Use of concomitant glucose-lowering therapies and associated treatment results
observed in clinical trials of twice-daily exenatide.
Author(s): Pencek R, Brunell SC, Li Y, Hoogwerf BJ, Malone J.
Affiliation(s): Amylin Pharmaceuticals, Inc., San Diego, California 92121, USA.
Richard.Pencek@amylin.com
Publication date & source: 2012, Endocr Pract. , 18(2):227-37
OBJECTIVE: To explore, by post hoc analyses of pooled data, the efficacy and
safety of the use of exenatide twice daily (BID) in patients stratified by
baseline glucose-lowering therapies.
METHODS: Patients with type 2 diabetes from long-term randomized controlled
trials who were treated with exenatide BID were classified into concomitant
medication groups on the basis of background treatment (diet and exercise only,
metformin only, sulfonylurea only, thiazolidinedione only, metformin +
sulfonylurea, metformin + thiazolidinedione, or insulin with or without other
oral antihyperglycemic medications). Seventeen studies were included in the
analyses (N = 2,096).
RESULTS: In these analyses of patients treated with exenatide BID for 12 to 30
weeks, there were significant decreases from baseline in hemoglobin A(1c) (A1C)
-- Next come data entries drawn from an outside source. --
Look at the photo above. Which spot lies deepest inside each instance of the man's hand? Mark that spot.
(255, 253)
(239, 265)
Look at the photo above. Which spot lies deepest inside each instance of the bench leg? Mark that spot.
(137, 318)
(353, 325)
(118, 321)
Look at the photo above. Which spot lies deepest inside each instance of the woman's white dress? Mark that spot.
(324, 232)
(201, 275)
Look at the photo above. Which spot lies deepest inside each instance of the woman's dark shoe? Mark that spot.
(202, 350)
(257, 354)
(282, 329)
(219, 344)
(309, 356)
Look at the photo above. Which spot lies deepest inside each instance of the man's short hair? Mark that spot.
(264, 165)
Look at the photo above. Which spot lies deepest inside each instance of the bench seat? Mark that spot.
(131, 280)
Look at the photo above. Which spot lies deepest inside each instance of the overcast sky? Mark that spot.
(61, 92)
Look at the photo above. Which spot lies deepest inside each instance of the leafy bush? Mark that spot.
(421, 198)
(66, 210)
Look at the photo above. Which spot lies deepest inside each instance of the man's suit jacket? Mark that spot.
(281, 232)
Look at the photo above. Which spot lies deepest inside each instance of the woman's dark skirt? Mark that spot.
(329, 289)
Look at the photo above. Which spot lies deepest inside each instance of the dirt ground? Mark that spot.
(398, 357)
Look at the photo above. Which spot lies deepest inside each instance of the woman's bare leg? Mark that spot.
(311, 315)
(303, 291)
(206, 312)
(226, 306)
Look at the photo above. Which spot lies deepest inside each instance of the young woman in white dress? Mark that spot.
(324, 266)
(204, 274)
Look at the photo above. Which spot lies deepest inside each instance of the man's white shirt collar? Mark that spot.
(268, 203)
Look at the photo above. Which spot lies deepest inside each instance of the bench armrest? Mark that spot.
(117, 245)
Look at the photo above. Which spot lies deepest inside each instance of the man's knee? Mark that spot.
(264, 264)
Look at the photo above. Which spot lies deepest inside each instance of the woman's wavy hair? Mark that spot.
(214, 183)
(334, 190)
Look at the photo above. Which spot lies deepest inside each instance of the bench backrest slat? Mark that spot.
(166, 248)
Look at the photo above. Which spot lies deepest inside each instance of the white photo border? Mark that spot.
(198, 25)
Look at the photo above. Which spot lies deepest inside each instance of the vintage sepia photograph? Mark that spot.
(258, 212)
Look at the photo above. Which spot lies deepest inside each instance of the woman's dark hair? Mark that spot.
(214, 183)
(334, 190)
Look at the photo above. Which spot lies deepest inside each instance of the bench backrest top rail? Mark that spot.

and fasting glucose levels in all groups and significant decreases from baseline
in body weight in all groups except the thiazolidinedione-only group. The
decrease in A1C appeared to be greater in the insulin group than in the other
groups, likely because the insulin dose was titrated whereas doses of concomitant
antihyperglycemic medications were generally not titrated. Overall, changes in
blood pressure and lipids were small. Across all groups, the most common adverse
effects were gastrointestinal events. Hypoglycemia was more common in the
sulfonylurea-only, metformin + sulfonylurea, and insulin groups than it was in
the other concomitant medication groups.
CONCLUSION: The use of exenatide BID across a wide range of background therapies
was associated with reductions in A1C, fasting glucose, and body weight.
Gastrointestinal adverse events were common.